Security Architecture

Network Segmentation

Network segmentation is a powerful technique for securing an Ignition Architecture. Inductive Automation recommends adhering to proven strategies and standards such as ISA 62443 “zones and conduits”, “Zero Trust”, NIST or ISO standards, or other industry accepted approaches.

Consumers of each class of traffic should communicate with Ignition Gateways, but not with other types of consumers. For example, Ignition communicates with PLCs, Ignition communicates with databases, users communicate with Ignition, and Ignition gateways communicate with each other. The principle of least privilege suggests that users, PLCs, and databases should not be able to communicate with each other directly.

Network segmentation can be applied externally to Ignition using standard IT and OT technology such as routers, switches, firewalls, and load balancers. Ignition Gateways can communicate securely with each other using HTTPS with 2-way trust based on certificates over port 8060 (definable) via the Gateway Network. Secure communication is also possible using MQTT.

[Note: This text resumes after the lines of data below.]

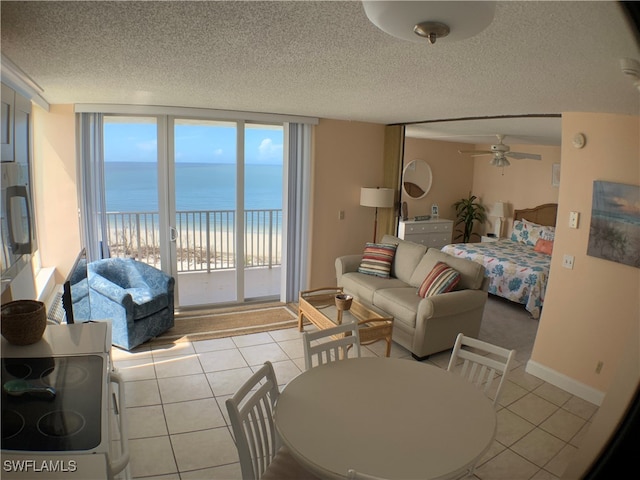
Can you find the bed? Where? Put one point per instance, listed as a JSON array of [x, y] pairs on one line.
[[517, 266]]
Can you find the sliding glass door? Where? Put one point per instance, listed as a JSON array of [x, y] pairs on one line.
[[131, 189], [201, 199], [227, 182]]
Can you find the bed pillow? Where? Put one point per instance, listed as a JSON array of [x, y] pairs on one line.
[[441, 279], [377, 259], [528, 233], [544, 246]]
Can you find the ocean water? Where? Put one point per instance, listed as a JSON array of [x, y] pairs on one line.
[[133, 186]]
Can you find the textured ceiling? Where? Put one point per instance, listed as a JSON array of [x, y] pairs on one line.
[[326, 59]]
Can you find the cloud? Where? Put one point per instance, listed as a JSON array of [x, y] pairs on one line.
[[268, 150], [148, 145]]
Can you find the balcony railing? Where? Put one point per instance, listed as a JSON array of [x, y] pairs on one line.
[[205, 240]]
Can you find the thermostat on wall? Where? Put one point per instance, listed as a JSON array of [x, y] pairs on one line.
[[579, 140]]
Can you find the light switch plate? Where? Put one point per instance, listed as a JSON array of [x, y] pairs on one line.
[[567, 261], [574, 218]]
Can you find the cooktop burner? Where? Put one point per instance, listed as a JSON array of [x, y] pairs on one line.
[[52, 403]]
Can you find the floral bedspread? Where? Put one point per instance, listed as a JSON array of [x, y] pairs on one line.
[[515, 270]]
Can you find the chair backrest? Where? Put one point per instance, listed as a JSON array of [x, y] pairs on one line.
[[320, 345], [251, 415], [482, 363]]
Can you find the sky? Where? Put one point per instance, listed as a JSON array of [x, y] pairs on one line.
[[195, 142]]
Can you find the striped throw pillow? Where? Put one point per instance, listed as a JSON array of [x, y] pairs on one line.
[[377, 259], [441, 279]]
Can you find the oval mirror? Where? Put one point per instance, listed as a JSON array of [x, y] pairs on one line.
[[416, 179]]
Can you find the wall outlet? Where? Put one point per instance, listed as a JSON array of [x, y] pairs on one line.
[[567, 261]]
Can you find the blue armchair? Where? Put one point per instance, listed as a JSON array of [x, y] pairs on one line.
[[136, 297]]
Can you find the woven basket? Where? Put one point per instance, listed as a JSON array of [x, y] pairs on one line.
[[343, 301], [23, 321]]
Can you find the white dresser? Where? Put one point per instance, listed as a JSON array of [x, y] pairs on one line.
[[434, 233]]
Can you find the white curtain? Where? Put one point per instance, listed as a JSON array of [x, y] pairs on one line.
[[297, 210], [91, 194]]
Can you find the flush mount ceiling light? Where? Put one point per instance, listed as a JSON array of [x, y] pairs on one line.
[[420, 20]]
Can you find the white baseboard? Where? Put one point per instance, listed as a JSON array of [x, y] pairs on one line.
[[564, 382]]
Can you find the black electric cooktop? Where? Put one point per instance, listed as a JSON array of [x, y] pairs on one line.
[[59, 408]]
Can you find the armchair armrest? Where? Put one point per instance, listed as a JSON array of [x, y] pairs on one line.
[[109, 289]]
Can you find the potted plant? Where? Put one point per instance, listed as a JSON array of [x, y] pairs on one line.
[[468, 211]]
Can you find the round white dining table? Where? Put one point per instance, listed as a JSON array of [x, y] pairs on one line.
[[386, 417]]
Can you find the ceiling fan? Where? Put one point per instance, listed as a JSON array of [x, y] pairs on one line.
[[500, 152]]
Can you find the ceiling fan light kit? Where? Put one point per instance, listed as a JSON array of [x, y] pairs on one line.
[[500, 152], [431, 30], [419, 20]]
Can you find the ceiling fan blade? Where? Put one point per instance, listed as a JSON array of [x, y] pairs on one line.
[[475, 153], [522, 155]]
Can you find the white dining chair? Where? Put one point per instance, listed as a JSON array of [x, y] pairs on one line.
[[330, 344], [259, 449], [482, 363]]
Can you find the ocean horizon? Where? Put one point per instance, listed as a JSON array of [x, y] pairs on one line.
[[133, 186]]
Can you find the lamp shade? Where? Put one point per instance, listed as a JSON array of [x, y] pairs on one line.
[[377, 197], [498, 210]]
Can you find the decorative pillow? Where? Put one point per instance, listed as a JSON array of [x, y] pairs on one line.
[[528, 233], [377, 259], [441, 279], [544, 246]]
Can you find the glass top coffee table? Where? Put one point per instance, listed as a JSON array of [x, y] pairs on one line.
[[319, 307]]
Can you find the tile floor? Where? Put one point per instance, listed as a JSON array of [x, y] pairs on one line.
[[178, 426]]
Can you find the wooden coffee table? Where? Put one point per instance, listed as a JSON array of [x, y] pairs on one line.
[[319, 307]]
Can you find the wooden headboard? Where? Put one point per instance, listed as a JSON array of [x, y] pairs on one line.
[[542, 214]]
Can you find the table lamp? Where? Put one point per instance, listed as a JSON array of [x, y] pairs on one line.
[[378, 198], [498, 211]]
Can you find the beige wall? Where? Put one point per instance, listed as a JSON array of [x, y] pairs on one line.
[[346, 156], [56, 201], [523, 184], [452, 175], [590, 311]]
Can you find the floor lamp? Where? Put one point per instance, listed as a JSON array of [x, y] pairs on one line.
[[378, 198], [498, 211]]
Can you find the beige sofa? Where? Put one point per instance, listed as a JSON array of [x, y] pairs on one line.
[[422, 325]]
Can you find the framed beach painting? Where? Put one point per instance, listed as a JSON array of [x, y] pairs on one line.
[[615, 223]]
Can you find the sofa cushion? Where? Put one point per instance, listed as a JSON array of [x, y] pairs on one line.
[[441, 279], [401, 302], [471, 273], [363, 286], [377, 259], [408, 255]]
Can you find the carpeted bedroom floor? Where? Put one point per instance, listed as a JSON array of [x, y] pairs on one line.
[[509, 325]]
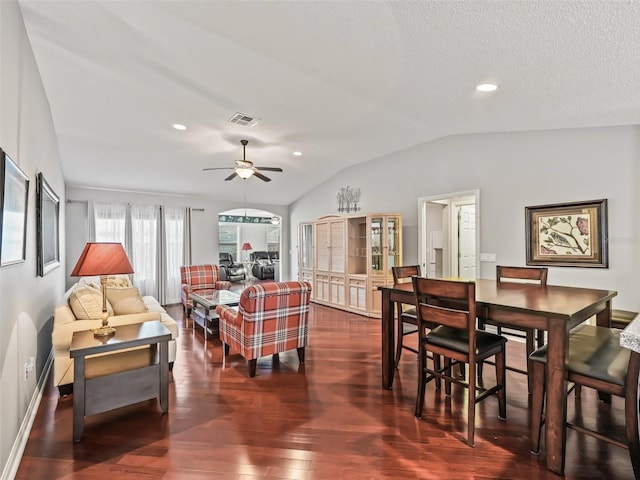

One Server, Multiple Networks

The Ignition Gateway supports dual-NIC servers, and can act as a bridge between multiple networks, or communicate with multiple sites over a corporate WAN. Since clients talk to databases and PLCs through the Gateway, clients can be launched from both a corporate network and an isolated control network, and provide full access to both. Built-in security settings can restrict project access to users on different networks, either by restricting certain things in a project, or denying access to a whole project based on user role and network location.

Best Practices

Start with the Ignition Security Hardening Guide and the Server Sizing and Architecture Guide for an overview on how to implement Security Architecture.

Security Engineering

Security Engineering is required for non-standard applications and Enterprise Integration. The ISA 62443 series of standards is a great starting point to determine the level of security required to meet your risk needs. The NIST Cybersecurity Framework (CSF) is another option.

Be especially careful with high access or risk environments, such as Internet accessible Gateways, or Operational Technology (OT) environments with high safety requirements.

Separate Architectures

Using a single Ignition system to perform distinct functions increases risk. Consider separating Ignition architectures and security providers (e.g. Identity Providers, databases, etc) when:

• Dealing with multiple different application types (“use cases”)
• Dealing with different types of sensitive data (e.g. Personally Identifiable Information, banking, versus organizational trade secrets)

Stateless Services

Frontend Ignition Gateways host “stateless” services with visualization modules such as Perspective, Vision, and Reporting. Using application load balancers can protect Ignition, create redundancy, and scale performance. Any number of identically configured Gateways may be used to scale out. Configure the load balancer to favor persistent connections (“sticky sessions”).

Remote providers allow access to data. Consider “read only” Gateway Network connections if needed.

Stateful Services

Ignition I/O Gateways are used for machine-to-machine communication and are usually segmented from Internet connections and user remote access. These Gateways host tag systems, PLC connections, database connections, historians, etc, which are considered to be “stateful”. Ignition I/O Gateways are best protected with Ignition redundancy or redundant systems implemented below Ignition. End users should not need to communicate directly with I/O Gateways.

Ignition I/O Gateways should be scaled out by adding additional Gateways. I/O gateways should host distinct content from each other. For example, “Gateway A” might connect to PLC 1 and PLC2, while “Gateway B” connects to PLC3. Both support Ignition redundancy.

Scaling is often separated by geographic location or process function. Consider using Ignition Edge Gateways close to the data source. Utilizing Store and Forward from Edge Gateways to a central Gateway or database mitigates the effects of a network outage.